ByDr. Raju Chaudhari

Mar 31, 2021

An admissions officer has determined that the population of applicants to the MBA program has undergraduate GPA' that are approximately normally distributed with standard deviation 0.45. A random sample of 25 applicants for next fall has a sample mean GPA of 3.30. Find the 95% confidence interval for the mean GPA among applicants to this MBA.

Solution

Given that sample size $n = 25$, sample mean $\overline{X}= 3.3$ and population standard deviation $\sigma = 0.45$.

Step 1 Specify the confidence level $(1-\alpha)$

Confidence level is $1-\alpha = 0.95$. Thus, the level of significance is $\alpha = 0.05$.

Step 2 Given information

Given that sample size $n =25$, sample mean $\overline{X}=3.3$ and population standard deviation is $\sigma = 0.45$.

Step 3 Specify the formula

$100(1-\alpha)$% confidence interval for the population mean $\mu$ is

 \begin{aligned} \overline{X} - E \leq \mu \leq \overline{X} + E \end{aligned}

where $E = Z_{\alpha/2} \frac{\sigma}{\sqrt{n}}$, and $Z_{\alpha/2}$ is the $Z$ value providing an area of $\alpha/2$ in the upper tail of the standard normal probability distribution.

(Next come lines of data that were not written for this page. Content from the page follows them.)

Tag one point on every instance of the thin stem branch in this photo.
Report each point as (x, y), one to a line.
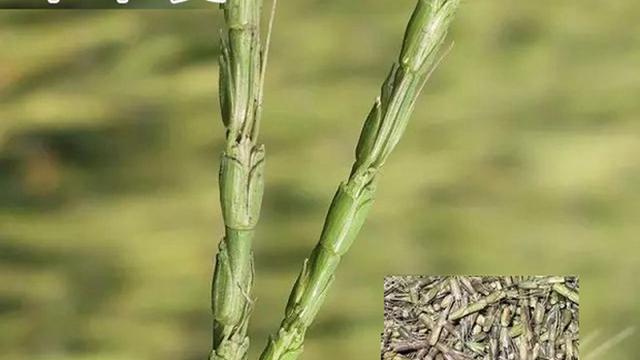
(382, 130)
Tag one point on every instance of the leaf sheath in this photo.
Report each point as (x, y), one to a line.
(381, 132)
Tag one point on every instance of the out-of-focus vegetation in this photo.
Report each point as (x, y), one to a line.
(522, 157)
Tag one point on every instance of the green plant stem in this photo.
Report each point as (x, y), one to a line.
(382, 130)
(241, 177)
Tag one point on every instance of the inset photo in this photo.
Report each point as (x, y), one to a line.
(481, 318)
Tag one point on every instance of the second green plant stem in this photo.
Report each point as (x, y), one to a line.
(241, 177)
(382, 130)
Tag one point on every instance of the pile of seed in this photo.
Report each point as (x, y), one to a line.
(480, 317)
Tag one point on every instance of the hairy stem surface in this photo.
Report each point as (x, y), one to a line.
(382, 130)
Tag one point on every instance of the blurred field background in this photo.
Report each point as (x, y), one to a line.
(522, 158)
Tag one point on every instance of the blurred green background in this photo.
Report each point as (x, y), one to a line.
(522, 157)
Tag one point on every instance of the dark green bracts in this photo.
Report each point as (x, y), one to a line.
(381, 132)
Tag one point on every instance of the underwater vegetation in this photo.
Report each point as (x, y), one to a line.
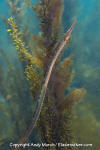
(36, 52)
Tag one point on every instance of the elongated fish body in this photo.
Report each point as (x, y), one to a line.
(45, 85)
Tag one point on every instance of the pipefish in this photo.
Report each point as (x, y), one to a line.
(45, 85)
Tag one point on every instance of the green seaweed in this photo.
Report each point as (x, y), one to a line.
(54, 123)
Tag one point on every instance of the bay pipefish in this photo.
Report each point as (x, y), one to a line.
(44, 87)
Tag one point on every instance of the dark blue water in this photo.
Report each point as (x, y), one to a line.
(85, 45)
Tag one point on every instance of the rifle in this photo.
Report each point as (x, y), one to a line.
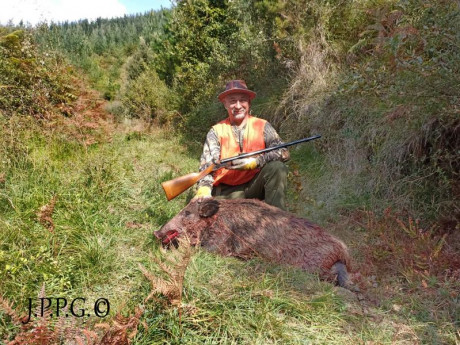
(180, 184)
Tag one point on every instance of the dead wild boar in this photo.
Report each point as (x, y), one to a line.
(245, 228)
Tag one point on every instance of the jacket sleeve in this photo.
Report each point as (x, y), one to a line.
(211, 154)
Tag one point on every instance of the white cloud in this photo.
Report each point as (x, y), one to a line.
(35, 11)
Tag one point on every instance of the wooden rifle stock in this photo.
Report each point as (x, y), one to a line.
(180, 184)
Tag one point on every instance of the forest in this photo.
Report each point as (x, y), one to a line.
(94, 115)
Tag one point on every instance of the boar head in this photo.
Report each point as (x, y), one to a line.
(190, 221)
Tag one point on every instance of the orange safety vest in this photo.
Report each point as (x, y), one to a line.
(253, 140)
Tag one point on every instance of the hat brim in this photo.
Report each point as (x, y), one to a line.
(250, 93)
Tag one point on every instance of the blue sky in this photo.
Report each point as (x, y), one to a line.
(140, 6)
(36, 11)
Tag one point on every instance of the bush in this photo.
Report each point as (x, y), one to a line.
(31, 83)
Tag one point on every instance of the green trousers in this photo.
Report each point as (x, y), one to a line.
(269, 184)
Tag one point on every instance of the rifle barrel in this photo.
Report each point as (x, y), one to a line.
(249, 154)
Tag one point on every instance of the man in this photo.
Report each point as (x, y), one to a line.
(263, 177)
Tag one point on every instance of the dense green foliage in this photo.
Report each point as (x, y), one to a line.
(377, 78)
(31, 83)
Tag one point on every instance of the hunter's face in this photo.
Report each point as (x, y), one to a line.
(237, 105)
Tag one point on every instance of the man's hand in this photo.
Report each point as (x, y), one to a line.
(203, 192)
(244, 164)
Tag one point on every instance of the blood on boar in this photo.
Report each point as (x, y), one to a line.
(245, 228)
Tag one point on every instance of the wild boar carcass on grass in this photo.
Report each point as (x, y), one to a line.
(245, 228)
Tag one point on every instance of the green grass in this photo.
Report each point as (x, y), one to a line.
(109, 201)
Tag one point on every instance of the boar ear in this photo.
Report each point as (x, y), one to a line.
(208, 208)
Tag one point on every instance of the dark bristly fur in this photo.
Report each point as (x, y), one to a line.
(245, 228)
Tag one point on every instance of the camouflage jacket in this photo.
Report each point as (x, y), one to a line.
(211, 150)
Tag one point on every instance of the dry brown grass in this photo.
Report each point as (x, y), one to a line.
(174, 267)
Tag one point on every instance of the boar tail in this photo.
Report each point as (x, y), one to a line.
(340, 269)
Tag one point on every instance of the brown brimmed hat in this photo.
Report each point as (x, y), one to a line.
(236, 86)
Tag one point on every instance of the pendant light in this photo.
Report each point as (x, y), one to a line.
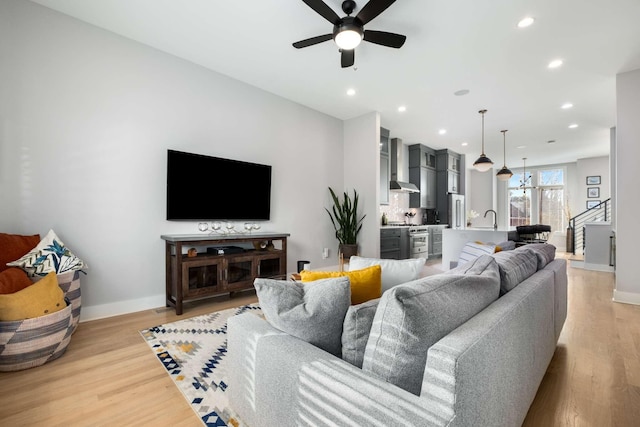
(525, 178)
(504, 174)
(483, 163)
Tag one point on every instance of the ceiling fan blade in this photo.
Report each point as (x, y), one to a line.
(348, 58)
(312, 41)
(372, 9)
(323, 10)
(385, 39)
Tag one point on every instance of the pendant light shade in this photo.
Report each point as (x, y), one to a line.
(483, 163)
(505, 173)
(525, 179)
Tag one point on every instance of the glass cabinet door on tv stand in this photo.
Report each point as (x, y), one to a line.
(211, 274)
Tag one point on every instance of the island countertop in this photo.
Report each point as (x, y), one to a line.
(453, 240)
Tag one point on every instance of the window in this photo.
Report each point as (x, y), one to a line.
(538, 198)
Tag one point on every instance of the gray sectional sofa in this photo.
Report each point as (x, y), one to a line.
(468, 347)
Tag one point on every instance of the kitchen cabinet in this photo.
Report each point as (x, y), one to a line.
(385, 168)
(435, 241)
(451, 171)
(448, 165)
(425, 179)
(421, 155)
(390, 243)
(422, 173)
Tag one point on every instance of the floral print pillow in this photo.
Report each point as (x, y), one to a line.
(50, 255)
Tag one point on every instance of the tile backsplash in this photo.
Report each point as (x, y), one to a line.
(398, 205)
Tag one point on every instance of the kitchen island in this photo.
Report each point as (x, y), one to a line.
(453, 240)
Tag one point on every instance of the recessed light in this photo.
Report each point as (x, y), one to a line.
(555, 63)
(525, 22)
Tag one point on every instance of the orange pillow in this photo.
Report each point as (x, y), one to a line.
(15, 246)
(366, 284)
(13, 280)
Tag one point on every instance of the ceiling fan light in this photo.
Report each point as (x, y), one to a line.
(504, 174)
(348, 38)
(483, 163)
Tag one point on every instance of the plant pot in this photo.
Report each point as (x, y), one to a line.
(348, 250)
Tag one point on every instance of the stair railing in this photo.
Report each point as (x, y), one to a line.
(600, 212)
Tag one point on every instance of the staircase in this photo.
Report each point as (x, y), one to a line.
(600, 212)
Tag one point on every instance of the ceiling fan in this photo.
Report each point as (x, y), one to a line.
(349, 31)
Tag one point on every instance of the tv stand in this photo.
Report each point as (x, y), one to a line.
(212, 274)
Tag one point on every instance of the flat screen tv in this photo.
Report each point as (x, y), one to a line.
(207, 188)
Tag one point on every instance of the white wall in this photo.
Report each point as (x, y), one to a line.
(481, 196)
(595, 166)
(627, 201)
(361, 163)
(86, 118)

Step 4 Determine the critical value

The critical value of $Z$ for given level of significance is $Z_{\alpha/2}$.

Thus $Z_{\alpha/2} = Z_{0.025} = 1.96$.

Step 5 Compute the margin of error

The margin of error for mean is

 \begin{aligned} E & = Z_{\alpha/2} \frac{\sigma}{\sqrt{n}}\\ & = 1.96 \frac{0.45}{\sqrt{25}} \\ & = 0.176. \end{aligned}

Step 6 Determine the confidence interval

$95$ % confidence interval estimate for population mean is

 \begin{aligned} \overline{X} - E & \leq \mu \leq \overline{X} + E\\ 3.3 - 0.176 & \leq \mu \leq 3.3 + 0.176\\ 3.124 & \leq \mu \leq 3.476. \end{aligned}

Thus, $95$% confidence interval for the mean GPA among applicants to this MBA is $(3.124,3.476)$.